The three months to complete the POC would shrink to just a few weeks or even days, and implementation could proceed immediately from there. What if Dara could ask a question each month, or each week? And rather than kicking off an elaborate procurement and development cycle, Dara could just pay per insight?
The Path Forward
Due to the informaticist gap, only the very largest HCOs will have the resources to attract and retain the appropriately skilled workforce to implement big data analytics capability internally for the foreseeable future.

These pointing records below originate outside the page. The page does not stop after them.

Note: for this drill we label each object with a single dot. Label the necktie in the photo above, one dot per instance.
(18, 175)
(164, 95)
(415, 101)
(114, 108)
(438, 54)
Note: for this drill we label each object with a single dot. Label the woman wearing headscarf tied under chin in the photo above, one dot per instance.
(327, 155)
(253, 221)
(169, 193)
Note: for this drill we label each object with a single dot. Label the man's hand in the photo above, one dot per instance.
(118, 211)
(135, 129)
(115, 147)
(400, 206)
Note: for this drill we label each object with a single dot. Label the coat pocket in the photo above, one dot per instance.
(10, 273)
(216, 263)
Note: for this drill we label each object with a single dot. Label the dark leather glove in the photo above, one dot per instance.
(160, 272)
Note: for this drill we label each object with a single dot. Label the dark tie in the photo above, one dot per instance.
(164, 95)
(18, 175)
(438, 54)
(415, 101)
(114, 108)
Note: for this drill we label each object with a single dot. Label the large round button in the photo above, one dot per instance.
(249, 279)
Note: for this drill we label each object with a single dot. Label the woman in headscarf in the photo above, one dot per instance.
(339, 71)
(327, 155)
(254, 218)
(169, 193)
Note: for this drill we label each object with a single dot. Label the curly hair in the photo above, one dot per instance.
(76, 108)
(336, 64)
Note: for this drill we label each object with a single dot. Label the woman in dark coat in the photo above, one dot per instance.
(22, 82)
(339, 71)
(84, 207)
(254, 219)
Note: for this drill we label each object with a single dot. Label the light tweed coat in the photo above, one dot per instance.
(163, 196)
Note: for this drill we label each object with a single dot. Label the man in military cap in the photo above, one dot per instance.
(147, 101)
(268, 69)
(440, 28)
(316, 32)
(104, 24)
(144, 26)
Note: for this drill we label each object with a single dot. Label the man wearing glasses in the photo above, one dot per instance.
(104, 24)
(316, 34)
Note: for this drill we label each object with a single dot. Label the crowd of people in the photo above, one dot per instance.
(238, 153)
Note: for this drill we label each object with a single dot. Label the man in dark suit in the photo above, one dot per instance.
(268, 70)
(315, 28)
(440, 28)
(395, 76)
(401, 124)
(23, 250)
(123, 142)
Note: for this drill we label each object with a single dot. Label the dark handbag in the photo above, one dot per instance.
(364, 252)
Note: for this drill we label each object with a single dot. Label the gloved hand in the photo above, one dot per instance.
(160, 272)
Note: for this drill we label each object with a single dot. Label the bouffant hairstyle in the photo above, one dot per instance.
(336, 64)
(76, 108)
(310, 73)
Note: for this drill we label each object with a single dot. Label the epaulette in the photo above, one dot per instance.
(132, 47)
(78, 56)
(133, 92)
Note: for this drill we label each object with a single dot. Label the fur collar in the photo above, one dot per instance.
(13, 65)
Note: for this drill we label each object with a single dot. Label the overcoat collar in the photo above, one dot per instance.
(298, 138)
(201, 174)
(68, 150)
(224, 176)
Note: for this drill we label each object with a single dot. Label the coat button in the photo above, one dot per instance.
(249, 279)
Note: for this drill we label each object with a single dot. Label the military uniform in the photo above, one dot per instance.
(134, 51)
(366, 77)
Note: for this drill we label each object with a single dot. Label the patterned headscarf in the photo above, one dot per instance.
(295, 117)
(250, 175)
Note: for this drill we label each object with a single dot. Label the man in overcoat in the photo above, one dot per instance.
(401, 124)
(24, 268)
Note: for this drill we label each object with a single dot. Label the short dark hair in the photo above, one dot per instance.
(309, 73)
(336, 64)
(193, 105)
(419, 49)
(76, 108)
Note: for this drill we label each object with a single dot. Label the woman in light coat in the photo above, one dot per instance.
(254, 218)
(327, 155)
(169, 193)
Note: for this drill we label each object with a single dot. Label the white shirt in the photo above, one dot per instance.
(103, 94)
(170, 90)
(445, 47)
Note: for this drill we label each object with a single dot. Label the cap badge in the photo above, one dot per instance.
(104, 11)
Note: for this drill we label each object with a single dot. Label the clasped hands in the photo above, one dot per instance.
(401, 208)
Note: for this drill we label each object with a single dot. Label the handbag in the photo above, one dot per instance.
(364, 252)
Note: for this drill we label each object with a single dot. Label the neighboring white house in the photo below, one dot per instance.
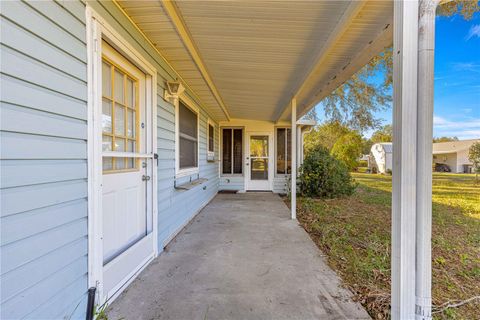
(381, 157)
(454, 154)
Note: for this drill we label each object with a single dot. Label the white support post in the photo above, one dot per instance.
(426, 47)
(299, 147)
(293, 189)
(405, 44)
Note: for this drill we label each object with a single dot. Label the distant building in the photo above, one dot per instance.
(381, 157)
(454, 154)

The insights-as-a-service alternative described above, while promising, is still challenged, as true insights-as-a-service offerings are only just emerging in healthcare. Many suppliers claiming to offer insights-as-a-service are just applying a marketing label to a traditional hardware, software and consulting services model, which is ultimately subject to the same traditional technology adoption and delivery cycle timeframes.
Despite the relative immaturity of insights-as-a-service offerings generally available in the marketplace today, leading HCOs, like their peers in other data-driven industries such as telecommunications, are starting to be able to structure true insights-as-a-service partnerships with their technology suppliers today.
The organizations that pioneer these new relationships in healthcare look to enjoy a significant competitive advantage in their core markets. By focusing on time-to-value rather than building systems, CIOs and business leaders have an opportunity to go beyond the standard offerings of their suppliers and craft next-generation insights-as-a-service relationships, yielding competitive advantage through scalable knowledge creation put into practice.
- The World Bank Health Expenditure Report. The World Bank.
- “Integrating Consumer Wearable Health Devices Will Drive Healthcare Big Data Adoption.” ABI Research.